José Antonio Kast, presidente electo de Chile.
El ultraderechista José Antonio Kast ganó este domingo las elecciones presidenciales de Chile con una amplia ventaja sobre la candidata de izquierda Jeannette Jara, según cifras preliminares del Servicio Electoral (Servel).
Con el 57.4 % de los votos escrutados, Kast se imponía por casi 20 puntos porcentuales, consolidando una victoria histórica. De acuerdo con los datos oficiales, el exdiputado ultracatólico, de 59 años, obtuvo el 58.61 % de los sufragios, frente al 41.39 % alcanzado por Jara, exministra del actual presidente Gabriel Boric, de 51 años.
El fundador del Partido Republicano logró triunfar en las 16 regiones del país, incluidos tradicionales bastiones de la izquierda como Valparaíso y la Región Metropolitana, además de arrasar en zonas mineras del norte y agrícolas del sur.
“Hace unos minutos recibimos la llamada de Jara”, confirmó Arturo Squella, presidente del Partido Republicano y mano derecha de Kast.
“Nos sentimos muy orgullosos del trabajo realizado y del enorme sacrificio que implica asumir la responsabilidad de enfrentar las crisis que atraviesa Chile”, agregó.
La victoria de Kast es la segunda más amplia desde el retorno a la democracia, solo superada por el triunfo de Michelle Bachelet en 2013, cuando venció por 24.3 puntos a Evelyn Matthei.
Kast, quien en el plebiscito de 1988 hizo campaña a favor de la continuidad del general Augusto Pinochet (1973-1990), se convierte en el primer pinochetista en llegar a La Moneda mediante elecciones democráticas.
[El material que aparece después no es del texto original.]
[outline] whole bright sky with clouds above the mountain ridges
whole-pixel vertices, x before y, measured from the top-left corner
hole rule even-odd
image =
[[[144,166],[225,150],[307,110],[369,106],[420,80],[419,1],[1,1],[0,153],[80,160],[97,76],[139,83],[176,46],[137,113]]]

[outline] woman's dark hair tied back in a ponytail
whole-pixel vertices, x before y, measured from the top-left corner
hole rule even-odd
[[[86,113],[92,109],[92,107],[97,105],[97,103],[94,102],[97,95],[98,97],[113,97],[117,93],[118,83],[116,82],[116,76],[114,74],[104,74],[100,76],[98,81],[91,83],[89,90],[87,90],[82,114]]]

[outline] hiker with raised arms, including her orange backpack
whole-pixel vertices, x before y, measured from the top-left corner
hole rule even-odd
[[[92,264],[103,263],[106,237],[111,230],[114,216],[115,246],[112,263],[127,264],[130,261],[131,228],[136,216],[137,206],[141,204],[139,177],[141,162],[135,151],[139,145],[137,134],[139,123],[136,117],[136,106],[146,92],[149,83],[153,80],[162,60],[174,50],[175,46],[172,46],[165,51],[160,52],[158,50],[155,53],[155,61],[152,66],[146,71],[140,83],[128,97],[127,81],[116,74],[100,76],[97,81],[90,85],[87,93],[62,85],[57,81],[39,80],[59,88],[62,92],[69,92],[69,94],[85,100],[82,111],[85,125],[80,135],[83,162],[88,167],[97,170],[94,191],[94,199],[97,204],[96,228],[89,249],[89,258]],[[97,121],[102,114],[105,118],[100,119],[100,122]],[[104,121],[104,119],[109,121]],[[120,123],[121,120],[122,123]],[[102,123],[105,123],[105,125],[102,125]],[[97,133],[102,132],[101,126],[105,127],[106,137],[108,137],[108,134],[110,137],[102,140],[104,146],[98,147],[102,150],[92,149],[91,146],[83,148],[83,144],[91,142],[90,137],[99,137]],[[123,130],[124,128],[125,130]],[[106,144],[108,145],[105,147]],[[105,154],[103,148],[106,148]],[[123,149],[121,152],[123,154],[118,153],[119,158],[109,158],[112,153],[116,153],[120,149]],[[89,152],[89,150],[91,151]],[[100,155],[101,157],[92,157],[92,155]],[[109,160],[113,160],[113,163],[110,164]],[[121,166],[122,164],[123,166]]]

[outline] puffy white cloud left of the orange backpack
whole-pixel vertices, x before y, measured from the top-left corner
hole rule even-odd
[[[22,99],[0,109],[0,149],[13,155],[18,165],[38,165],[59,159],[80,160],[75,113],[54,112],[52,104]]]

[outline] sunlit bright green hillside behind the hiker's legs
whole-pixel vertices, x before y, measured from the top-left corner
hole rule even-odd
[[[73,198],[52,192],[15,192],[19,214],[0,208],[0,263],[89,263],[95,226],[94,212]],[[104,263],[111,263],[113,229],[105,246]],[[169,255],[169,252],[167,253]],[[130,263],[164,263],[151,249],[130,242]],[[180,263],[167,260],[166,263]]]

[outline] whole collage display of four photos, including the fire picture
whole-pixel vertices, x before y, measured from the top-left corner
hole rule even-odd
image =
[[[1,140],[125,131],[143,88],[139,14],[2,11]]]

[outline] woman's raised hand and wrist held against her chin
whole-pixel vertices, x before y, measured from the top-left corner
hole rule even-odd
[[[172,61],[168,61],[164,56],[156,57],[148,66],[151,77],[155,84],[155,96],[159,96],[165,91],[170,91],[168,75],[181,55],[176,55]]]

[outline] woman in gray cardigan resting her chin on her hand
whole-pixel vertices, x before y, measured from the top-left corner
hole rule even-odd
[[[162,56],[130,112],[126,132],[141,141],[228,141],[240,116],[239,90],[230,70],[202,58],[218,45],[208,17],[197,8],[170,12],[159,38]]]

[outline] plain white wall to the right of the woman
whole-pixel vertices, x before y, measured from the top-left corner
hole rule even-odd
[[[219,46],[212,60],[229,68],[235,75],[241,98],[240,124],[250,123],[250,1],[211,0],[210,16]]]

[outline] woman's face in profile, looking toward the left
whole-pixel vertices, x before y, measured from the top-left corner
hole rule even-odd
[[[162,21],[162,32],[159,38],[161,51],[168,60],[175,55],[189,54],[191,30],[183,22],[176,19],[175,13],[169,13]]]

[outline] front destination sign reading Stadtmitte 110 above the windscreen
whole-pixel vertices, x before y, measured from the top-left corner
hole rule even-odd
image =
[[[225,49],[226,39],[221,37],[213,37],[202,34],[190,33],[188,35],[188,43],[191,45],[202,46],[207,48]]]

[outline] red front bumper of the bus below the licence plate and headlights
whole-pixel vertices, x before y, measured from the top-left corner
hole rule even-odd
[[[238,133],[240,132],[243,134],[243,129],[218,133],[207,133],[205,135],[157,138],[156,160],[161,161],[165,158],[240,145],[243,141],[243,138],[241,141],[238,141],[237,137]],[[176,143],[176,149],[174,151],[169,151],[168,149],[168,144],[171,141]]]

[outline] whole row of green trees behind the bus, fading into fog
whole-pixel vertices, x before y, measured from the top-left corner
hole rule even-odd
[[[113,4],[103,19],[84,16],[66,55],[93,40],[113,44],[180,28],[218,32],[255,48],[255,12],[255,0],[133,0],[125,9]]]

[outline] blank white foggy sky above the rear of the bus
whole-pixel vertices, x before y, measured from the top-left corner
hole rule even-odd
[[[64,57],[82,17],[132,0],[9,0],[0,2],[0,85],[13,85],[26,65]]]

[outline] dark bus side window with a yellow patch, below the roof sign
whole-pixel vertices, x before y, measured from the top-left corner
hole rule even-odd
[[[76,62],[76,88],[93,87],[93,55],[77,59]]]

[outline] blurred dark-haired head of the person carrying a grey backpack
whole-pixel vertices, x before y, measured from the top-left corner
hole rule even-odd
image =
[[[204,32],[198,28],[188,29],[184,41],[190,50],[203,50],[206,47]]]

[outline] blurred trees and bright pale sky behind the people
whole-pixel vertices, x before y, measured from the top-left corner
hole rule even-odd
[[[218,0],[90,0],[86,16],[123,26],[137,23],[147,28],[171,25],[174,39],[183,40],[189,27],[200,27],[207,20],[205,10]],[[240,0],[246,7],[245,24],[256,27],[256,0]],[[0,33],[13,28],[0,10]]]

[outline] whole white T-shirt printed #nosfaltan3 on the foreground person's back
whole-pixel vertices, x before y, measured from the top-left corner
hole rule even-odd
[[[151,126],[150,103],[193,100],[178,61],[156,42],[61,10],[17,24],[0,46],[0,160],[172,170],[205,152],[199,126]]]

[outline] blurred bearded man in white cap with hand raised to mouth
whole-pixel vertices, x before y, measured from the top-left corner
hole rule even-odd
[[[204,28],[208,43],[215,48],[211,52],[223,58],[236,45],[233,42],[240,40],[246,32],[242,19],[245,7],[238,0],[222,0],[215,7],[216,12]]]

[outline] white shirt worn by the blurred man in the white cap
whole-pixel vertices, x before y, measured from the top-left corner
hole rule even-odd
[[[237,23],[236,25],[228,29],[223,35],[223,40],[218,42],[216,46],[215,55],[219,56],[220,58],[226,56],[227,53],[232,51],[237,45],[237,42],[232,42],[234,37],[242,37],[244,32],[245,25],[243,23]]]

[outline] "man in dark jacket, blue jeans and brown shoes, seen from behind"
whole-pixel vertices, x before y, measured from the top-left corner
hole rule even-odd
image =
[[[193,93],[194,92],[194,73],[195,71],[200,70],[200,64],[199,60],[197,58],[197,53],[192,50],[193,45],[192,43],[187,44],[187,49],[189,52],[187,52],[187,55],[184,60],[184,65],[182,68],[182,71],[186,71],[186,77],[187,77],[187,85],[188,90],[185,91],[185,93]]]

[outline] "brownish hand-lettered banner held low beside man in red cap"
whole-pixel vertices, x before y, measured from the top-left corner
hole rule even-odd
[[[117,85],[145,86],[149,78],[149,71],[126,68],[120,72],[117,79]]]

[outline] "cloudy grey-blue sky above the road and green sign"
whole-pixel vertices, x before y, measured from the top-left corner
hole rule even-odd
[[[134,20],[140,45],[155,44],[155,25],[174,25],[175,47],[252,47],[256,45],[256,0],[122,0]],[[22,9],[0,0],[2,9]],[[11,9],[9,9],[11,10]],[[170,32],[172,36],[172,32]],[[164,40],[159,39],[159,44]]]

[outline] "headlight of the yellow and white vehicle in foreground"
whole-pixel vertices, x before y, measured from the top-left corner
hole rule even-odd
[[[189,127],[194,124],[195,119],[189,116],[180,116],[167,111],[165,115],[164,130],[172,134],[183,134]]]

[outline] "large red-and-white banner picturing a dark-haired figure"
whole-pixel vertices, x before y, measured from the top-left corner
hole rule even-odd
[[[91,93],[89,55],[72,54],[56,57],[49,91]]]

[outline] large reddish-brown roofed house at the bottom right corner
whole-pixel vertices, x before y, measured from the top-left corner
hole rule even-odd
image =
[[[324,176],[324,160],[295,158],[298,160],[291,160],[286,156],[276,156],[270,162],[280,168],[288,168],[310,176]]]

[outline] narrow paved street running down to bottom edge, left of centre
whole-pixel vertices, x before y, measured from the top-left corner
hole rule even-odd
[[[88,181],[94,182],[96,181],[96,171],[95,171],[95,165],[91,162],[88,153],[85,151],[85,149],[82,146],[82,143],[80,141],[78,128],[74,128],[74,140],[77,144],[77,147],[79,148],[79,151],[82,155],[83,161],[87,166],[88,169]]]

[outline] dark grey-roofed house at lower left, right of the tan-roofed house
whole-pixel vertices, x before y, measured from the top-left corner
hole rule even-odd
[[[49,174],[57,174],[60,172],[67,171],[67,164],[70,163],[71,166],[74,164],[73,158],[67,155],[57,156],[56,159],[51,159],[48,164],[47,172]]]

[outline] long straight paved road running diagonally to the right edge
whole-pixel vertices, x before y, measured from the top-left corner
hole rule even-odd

Hasta ahora, el único presidente de derecha electo tras el retorno democrático había sido Sebastián Piñera (2010-2014 y 2018-2022), quien votó en contra de la permanencia del dictador.
Padre de nueve hijos y ferviente católico, Kast recibirá la banda presidencial el 11 de marzo, de manos del actual mandatario Gabriel Boric, su rival en los comicios de 2021, en los que fue derrotado por amplio margen.
Desde 2006, el poder en Chile se ha alternado entre la izquierda y la derecha, sin que ningún presidente haya entregado el mando a un sucesor de su mismo signo político.
La campaña electoral estuvo marcada casi de forma monotemática por el aumento de la delincuencia y la migración irregular, pese a que Chile continúa siendo uno de los países más seguros de la región, con una tasa de 6 homicidios por cada 100,000 habitantes.
Con fuertes vínculos con otros líderes de la ultraderecha regional, Kast ha prometido expulsiones masivas de migrantes, tipificar la migración irregular como delito y construir cárceles de máxima seguridad con aislamiento total para cabecillas del narcotráfico.
En su tercer intento por alcanzar la presidencia, Kast deberá gobernar con un Congreso fragmentado: la derecha y la ultraderecha se quedan a dos diputados de la mayoría en la Cámara (76 de 155), mientras que en el Senado existe un empate con el bloque de izquierda.